Queries using the new view appear to be slower than without, but the
differences I've seen are minimal: the original queries execute in
seconds locally and in Production, so it's not a big issue.

Notes: Performance
==================

I downloaded a minimal set of columns for testing:

      \copy (
        select
          id, notification_type, key_type, created_at, service_id,
          template_id, sent_by, rate_multiplier, international,
          billable_units, postage, job_id, notification_status
        from notifications
      ) to 'notifications.csv' delimiter ',' csv header;

      CREATE TABLE notifications_no_pii (
          id uuid NOT NULL,
          notification_type public.notification_type NOT NULL,
          key_type character varying(255) NOT NULL,
          created_at timestamp without time zone NOT NULL,
          service_id uuid,
          template_id uuid,
          sent_by character varying,
          rate_multiplier numeric,
          international boolean,
          billable_units integer NOT NULL,
          postage character varying,
          job_id uuid,
          notification_status text
      );

      copy notifications_no_pii	 from '/Users/ben.thorner/Desktop/notifications.csv' delimiter ',' csv header;

      CREATE INDEX ix_notifications_no_piicreated_at ON notifications_no_pii USING btree (created_at);
      CREATE INDEX ix_notifications_no_piijob_id ON notifications_no_pii USING btree (job_id);
      CREATE INDEX ix_notifications_no_piinotification_type_composite ON notifications_no_pii USING btree (notification_type, notification_status, created_at);
      CREATE INDEX ix_notifications_no_piiservice_created_at ON notifications_no_pii USING btree (service_id, created_at);
      CREATE INDEX ix_notifications_no_piiservice_id_composite ON notifications_no_pii USING btree (service_id, notification_type, notification_status, created_at);
      CREATE INDEX ix_notifications_no_piitemplate_id ON notifications_no_pii USING btree (template_id);

And similarly for the history table. I then created a sepatate view
across both of these temporary tables using just these columns.

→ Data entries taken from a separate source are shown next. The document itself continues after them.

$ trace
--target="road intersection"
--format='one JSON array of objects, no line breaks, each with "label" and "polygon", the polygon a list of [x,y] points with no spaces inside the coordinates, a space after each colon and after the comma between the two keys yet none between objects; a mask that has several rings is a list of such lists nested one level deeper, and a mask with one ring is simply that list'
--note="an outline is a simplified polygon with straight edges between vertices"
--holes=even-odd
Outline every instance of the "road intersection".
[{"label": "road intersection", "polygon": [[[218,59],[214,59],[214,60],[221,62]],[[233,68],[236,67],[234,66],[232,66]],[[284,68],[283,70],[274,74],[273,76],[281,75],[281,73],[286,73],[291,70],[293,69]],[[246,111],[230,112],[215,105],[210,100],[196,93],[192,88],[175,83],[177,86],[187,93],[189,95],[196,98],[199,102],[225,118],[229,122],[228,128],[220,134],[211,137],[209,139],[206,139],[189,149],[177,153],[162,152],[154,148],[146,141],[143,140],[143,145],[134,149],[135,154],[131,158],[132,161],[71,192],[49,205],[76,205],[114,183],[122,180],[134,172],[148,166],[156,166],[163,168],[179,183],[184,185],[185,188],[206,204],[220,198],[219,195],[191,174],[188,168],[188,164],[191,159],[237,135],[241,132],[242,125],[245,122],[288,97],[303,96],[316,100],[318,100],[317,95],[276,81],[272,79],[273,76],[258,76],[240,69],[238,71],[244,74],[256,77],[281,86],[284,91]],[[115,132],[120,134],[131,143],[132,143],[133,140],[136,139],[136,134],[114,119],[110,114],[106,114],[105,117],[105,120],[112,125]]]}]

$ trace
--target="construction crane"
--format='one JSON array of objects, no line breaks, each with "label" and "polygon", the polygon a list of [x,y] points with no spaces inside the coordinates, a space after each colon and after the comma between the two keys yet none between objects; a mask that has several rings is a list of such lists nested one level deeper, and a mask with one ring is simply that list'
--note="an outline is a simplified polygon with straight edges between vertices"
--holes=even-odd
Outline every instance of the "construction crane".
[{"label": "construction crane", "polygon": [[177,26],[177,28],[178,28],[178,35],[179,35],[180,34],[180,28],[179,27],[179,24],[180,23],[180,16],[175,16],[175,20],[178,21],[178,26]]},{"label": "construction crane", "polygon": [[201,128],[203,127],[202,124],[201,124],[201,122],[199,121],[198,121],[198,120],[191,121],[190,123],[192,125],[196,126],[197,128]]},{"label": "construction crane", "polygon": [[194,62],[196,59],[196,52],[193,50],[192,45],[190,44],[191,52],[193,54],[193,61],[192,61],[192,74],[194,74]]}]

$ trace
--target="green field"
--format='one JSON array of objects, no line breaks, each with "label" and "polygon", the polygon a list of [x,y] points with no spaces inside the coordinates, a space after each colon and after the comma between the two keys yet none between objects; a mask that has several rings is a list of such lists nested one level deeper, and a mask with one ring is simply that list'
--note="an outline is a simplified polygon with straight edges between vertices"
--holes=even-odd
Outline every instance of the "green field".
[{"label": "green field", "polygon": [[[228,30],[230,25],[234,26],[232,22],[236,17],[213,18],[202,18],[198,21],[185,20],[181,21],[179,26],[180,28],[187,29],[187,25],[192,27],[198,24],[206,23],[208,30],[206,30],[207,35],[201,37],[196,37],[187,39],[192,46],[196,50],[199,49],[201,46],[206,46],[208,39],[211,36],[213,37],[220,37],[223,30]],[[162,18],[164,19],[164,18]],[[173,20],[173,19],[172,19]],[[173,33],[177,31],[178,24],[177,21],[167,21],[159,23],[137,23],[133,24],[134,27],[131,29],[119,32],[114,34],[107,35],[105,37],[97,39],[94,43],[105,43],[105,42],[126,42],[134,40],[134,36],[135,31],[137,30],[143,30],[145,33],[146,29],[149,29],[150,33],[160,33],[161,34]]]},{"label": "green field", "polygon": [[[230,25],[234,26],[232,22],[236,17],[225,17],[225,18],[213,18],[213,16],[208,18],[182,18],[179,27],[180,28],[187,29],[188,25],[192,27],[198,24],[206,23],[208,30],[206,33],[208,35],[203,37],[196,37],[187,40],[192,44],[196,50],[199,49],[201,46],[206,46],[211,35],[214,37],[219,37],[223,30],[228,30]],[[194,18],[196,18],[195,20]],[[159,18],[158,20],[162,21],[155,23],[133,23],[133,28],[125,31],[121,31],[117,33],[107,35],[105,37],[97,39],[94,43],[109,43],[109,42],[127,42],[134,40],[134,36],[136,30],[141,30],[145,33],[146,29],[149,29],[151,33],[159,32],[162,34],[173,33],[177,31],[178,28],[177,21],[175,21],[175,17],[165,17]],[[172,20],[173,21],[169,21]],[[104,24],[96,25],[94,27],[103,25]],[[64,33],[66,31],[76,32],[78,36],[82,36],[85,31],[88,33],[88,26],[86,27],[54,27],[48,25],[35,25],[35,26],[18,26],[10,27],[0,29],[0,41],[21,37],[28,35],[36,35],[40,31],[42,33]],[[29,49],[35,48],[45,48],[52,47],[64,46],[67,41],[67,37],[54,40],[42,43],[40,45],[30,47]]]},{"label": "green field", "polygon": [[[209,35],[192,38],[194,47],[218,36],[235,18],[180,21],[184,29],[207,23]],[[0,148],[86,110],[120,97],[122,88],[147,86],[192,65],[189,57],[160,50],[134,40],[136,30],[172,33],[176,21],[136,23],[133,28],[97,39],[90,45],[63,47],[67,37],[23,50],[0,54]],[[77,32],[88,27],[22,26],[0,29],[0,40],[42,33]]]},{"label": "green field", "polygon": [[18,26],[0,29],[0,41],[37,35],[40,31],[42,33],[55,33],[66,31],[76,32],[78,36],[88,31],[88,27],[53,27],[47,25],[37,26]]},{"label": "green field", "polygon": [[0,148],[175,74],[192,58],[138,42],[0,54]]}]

To test performance I created some queries that reflect what is run
by the billing [^5] and status [^6] tasks e.g.

      explain analyze select template_id, sent_by, rate_multiplier, international, sum(billable_units), count(*)
      from notifications_all_time_view
      where
      notification_status in ('sending', 'sent', 'delivered', 'pending', 'temporary-failure', 'permanent-failure')
      and key_type in ('normal', 'team')
      and created_at >= '2022-05-01 23:00'
      and created_at < '2022-05-02 23:00'
      and notification_type = 'sms'
      and service_id = 'c5956607-20b1-48b4-8983-85d11404e61f'
      group by 1,2,3,4;

      explain analyze select template_id, job_id, key_type, notification_status, count(*)
      from notifications_all_time_view
      where created_at >= '2022-05-01 23:00'
      and created_at < '2022-05-02 23:00'
      and notification_type = 'sms'
      and service_id = 'c5956607-20b1-48b4-8983-85d11404e61f'
      and key_type in ('normal', 'team')
      group by 1,2,3,4;

Between running queries I restarted my local database and also ran
a command to purge disk caches [^7].

I tested on a few services:

- c5956607-20b1-48b4-8983-85d11404e61f on 2022-05-02 (high volume)
- 0cc696c6-b792-409d-99e9-64232f461b0f on 2022-04-06 (highest volume)
- 01135db6-7819-4121-8b97-4aa2d741e372 on 2022-04-14 (very low volume)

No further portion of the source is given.